Republican sources cited by Bloomberg are confirming Florida Senator Marco Rubio’s plans to run as a Republican presidential candidate in 2016, with an announcement scheduled for April 13 in the city of Miami.

Rubio would formally join his colleague, fellow Cuban-American Senator Ted Cruz, who announced his candidacy earlier this week. They are all but certain to be followed by several big names in the GOP, including former Florida Gov. Jeb Bush, Wisconsin Gov. Scott Walker and Kentucky Sen. Rand Paul.

According to The Tampa Bay Times, Rubio, 43, will make the announcement in the iconic Freedom Tower in downtown Miami.

Rubio's team has been preparing for a national campaign for months. His top political adviser and likely campaign manager, Terry Sullivan, has been recruiting operatives — including Jim Merrill, who ran Romney's New Hampshire campaigns and was at Rubio's side for a two-day visit to the state last week. Spokesman Alex Conant is leaving Rubio's Senate office this week to begin work at his political action committee.

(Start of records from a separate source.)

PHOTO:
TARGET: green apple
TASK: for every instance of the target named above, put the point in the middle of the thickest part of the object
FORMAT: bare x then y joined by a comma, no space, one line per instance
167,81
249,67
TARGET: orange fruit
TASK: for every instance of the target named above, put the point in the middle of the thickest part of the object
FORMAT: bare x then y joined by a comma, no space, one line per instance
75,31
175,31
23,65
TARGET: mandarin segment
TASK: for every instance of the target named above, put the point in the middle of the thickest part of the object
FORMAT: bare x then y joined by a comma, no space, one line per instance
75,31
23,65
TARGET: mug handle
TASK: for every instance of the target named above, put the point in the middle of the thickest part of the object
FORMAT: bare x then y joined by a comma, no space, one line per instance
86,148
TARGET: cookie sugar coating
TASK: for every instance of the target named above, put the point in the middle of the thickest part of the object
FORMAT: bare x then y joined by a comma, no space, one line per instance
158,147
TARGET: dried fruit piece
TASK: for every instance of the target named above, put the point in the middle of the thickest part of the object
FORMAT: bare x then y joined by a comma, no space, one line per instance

"When you consider doing something like that, you can't just decide to do it and then start working," Rubio said. "You have to have conditions in place to move forward. Some of them are very similar to the ones we'd have to take anyway if we ran for Senate. Others are different."

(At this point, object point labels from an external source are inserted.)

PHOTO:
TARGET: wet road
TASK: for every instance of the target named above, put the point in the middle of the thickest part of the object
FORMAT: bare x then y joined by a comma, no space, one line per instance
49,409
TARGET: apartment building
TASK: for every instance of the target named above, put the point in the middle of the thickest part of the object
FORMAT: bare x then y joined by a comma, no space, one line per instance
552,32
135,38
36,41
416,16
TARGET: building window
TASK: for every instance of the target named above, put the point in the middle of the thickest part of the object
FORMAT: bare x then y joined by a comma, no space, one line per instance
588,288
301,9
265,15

He was elected to Congress as part of the 2010 tea party wave and was a darling of conservatives who wield significant influence in Republican primaries. But he angered some of his supporters by helping to negotiate a bipartisan immigration bill that included a pathway to citizenship for millions of people already living in the U.S. illegally.

A member of the powerful Senate Foreign Relations and Intelligence committees, Rubio became a frequent critic of Obama's foreign policy and staked out hawkish positions on the Islamic State group, on Iran and on combating Russia's actions in Ukraine.

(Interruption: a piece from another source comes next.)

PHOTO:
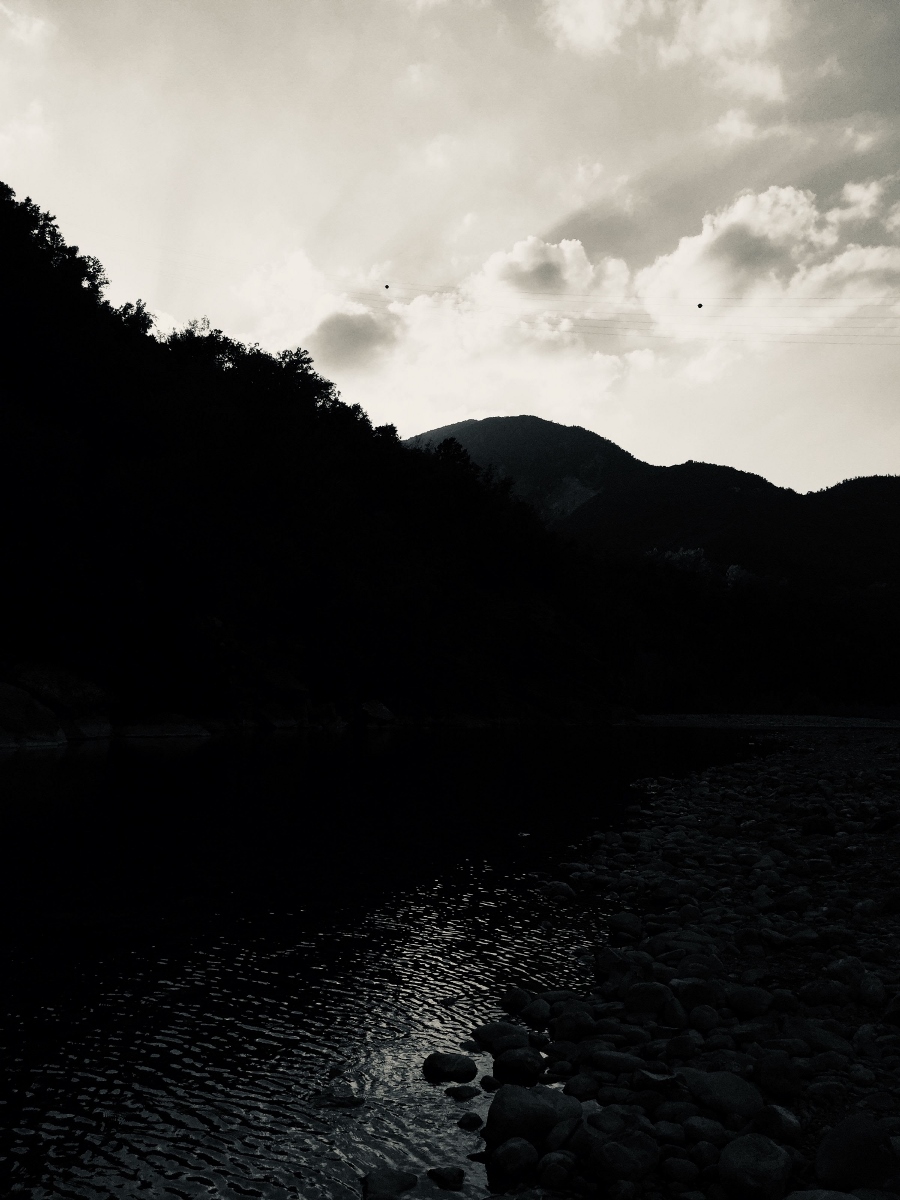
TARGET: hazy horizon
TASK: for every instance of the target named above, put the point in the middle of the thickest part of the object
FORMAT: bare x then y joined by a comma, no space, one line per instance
550,189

Rubio was among 47 Republican senators who signed a letter to Iran's leadership warning that Congress could upend a deal being worked out with Obama to control Tehran's nuclear program. Rubio has also said that if elected president, he would be willing to defy European allies if necessary to revoke a deal he might inherit.

A Cuban-American whose parents left the island before Fidel Castro took power, Rubio has assailed Obama's resumption of diplomatic relations with the communist nation after a half-century freeze. And he's become one of Capitol Hill's leading voices accusing Venezuela's government of human rights abuses and a brutal crackdown on political opponents.

The Associated Press contributed to this report.